My heart sank when I first saw this book’s title and I thought; “Yet another claim that middle leaders can change the world and solve all of education’s problems.” Don’t get me wrong: middle leaders have much to offer in the battle to improve educational standards and develop teaching and learning in schools, but they are constrained by the system in which they find themselves. Often they are slaves to box-ticking to satisfy the whims of the latest governmental-legacy plans rather than being allowed to think outside the box and truly inhabit their leadership role.
I was pleased to see in the blurb, however, that this book does not focus on middle leadership as a panacea for every school issue. Rather, it seeks to demonstrate how teachers at all levels and stages of their career can become agents of change. Twenty-six teachers and leaders, from class teachers in the UK to education policy leads in Serbia, contribute accounts of the change they have led.
The book is divided into four sections, each with a slightly different focus. The first, and arguably most readable, is a selection of short stories (often just a few pages) about change projects organised by class teachers, each of which is prefaced by an introduction to their context and “key lessons about teacher leadership”.
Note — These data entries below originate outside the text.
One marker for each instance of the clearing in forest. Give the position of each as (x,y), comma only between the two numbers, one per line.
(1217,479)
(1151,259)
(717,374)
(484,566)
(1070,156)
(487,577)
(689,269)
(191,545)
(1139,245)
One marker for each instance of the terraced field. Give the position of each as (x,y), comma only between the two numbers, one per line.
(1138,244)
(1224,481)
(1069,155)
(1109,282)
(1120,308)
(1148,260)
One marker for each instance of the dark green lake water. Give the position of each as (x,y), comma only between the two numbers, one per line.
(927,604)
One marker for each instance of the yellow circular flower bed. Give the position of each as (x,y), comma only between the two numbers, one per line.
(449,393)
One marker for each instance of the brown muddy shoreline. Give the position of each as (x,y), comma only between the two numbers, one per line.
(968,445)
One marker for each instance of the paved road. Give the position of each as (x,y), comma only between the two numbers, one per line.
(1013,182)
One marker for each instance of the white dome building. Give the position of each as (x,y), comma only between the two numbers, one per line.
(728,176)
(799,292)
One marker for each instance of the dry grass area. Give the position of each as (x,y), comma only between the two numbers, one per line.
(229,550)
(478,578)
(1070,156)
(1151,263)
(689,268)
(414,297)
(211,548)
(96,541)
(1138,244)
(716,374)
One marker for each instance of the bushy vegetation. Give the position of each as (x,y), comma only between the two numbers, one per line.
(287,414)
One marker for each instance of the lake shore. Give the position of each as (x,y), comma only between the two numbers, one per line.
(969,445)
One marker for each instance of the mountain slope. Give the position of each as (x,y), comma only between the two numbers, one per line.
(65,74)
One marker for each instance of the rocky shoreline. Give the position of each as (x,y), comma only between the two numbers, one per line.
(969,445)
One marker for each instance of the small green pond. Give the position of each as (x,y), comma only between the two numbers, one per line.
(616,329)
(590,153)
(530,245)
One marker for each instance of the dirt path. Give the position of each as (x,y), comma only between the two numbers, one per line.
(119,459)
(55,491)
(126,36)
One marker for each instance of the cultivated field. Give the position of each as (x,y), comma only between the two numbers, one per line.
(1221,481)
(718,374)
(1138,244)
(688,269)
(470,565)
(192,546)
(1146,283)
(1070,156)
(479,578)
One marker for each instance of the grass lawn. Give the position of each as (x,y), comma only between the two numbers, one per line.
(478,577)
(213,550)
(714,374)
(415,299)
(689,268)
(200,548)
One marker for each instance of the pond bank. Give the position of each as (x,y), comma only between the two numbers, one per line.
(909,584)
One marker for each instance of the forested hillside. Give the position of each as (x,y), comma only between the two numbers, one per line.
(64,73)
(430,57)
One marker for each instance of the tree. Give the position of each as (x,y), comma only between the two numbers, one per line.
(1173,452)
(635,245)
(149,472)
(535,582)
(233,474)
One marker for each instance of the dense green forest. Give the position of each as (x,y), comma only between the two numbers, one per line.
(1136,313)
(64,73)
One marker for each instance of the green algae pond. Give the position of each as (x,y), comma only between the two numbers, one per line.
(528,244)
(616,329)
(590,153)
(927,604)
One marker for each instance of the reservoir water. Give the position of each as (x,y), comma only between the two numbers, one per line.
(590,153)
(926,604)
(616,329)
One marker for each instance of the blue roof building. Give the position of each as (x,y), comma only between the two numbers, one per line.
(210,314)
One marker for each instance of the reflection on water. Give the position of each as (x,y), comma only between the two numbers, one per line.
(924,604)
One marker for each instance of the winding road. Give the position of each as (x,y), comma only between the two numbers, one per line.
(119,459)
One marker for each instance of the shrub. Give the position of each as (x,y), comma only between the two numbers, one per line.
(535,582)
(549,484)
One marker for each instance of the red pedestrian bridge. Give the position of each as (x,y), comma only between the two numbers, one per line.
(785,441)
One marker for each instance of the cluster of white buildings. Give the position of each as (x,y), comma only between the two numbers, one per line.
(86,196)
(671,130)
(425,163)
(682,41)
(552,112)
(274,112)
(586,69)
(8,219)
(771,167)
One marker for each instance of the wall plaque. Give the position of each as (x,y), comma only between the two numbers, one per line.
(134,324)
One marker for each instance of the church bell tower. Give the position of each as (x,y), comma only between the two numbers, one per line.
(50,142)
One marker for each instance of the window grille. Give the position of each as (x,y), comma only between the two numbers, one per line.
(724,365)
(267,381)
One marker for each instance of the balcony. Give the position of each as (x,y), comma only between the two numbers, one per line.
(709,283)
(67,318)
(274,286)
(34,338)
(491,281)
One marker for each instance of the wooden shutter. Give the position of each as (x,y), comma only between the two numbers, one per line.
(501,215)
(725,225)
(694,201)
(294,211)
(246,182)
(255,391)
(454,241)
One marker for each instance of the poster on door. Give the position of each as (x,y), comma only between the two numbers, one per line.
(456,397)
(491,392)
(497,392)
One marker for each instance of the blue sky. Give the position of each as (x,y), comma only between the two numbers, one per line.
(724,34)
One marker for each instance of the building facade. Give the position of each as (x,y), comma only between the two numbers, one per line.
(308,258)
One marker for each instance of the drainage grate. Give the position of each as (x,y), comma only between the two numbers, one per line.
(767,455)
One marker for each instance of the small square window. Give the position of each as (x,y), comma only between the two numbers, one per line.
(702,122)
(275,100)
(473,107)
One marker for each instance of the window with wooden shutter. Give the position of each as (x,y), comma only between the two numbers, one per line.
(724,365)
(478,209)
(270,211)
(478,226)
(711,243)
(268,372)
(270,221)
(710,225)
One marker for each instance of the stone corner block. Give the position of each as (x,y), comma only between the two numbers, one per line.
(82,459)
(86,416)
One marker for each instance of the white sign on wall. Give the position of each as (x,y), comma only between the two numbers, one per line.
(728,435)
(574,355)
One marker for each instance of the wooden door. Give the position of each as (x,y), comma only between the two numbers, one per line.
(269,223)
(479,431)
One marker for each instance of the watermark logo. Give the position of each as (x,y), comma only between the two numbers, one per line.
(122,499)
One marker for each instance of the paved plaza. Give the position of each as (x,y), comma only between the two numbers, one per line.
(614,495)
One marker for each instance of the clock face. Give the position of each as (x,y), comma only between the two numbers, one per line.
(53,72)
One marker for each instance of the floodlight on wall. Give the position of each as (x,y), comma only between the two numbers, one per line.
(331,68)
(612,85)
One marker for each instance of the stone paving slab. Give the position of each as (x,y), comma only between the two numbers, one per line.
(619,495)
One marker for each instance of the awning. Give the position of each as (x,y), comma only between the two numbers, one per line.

Each of the section’s eight chapters recounts how main-scale teachers effected change through identification of an issue and how best to resolve it. In his introduction, the editor explains that the stories have been written not by the teachers themselves, but from evidence they were asked to document on the projects they led, so as not to put “an additional burden” on them. Not discussed, however, is the amount of time the projects took from teachers with already full timetables, although reference is made to their outstanding commitment in pressurised circumstances. Therefore, I assume that they volunteered to take part in their school’s leadership programme.
I couldn’t put the book down when I was reading this section; teaching issues were talked about with credibility and the enthusiasm for students’ holistic development came across clearly.
But by section two, it started to feel stuffy and less accessible — the introduction explains that these accounts have a more scholarly focus as the contributions come from the work of graduates of the MEd programme in Leading Teaching and Learning. The book loses a little of its genuine enthusiasm in longer and more clinical accounts of change projects, with more references to literature.
Section three is written from the point of view of those organised in facilitating teacher leadership programmes. While it still has a very scholarly feel, an optimism runs throughout each contribution and you are left quite convinced that teachers at all levels in different countries can have an impact where they take change into their own hands and, crucially, when they have needed support.
The last section discusses the importance of networking and sharing knowledge. This is not an unfamiliar concept to most of us, but convincing line managers of its worth when budgets are tight is a different story. The chapter suggests that event should be teacher-led to avoid the usual “top down” approach. In doing so it will increase ownership of learning.
Sections of this book are relevant and powerful for teachers at all stages of their careers, but some of the middle section feels more geared towards academics, middle and senior leaders. I liked that the earlier accounts were pithy and could be dipped in and out of, but you may need to re-read other sections before getting to the crux of an issue. Still, read this book and you will be reinvigorated to take charge of your own practice development and inspire others to do so.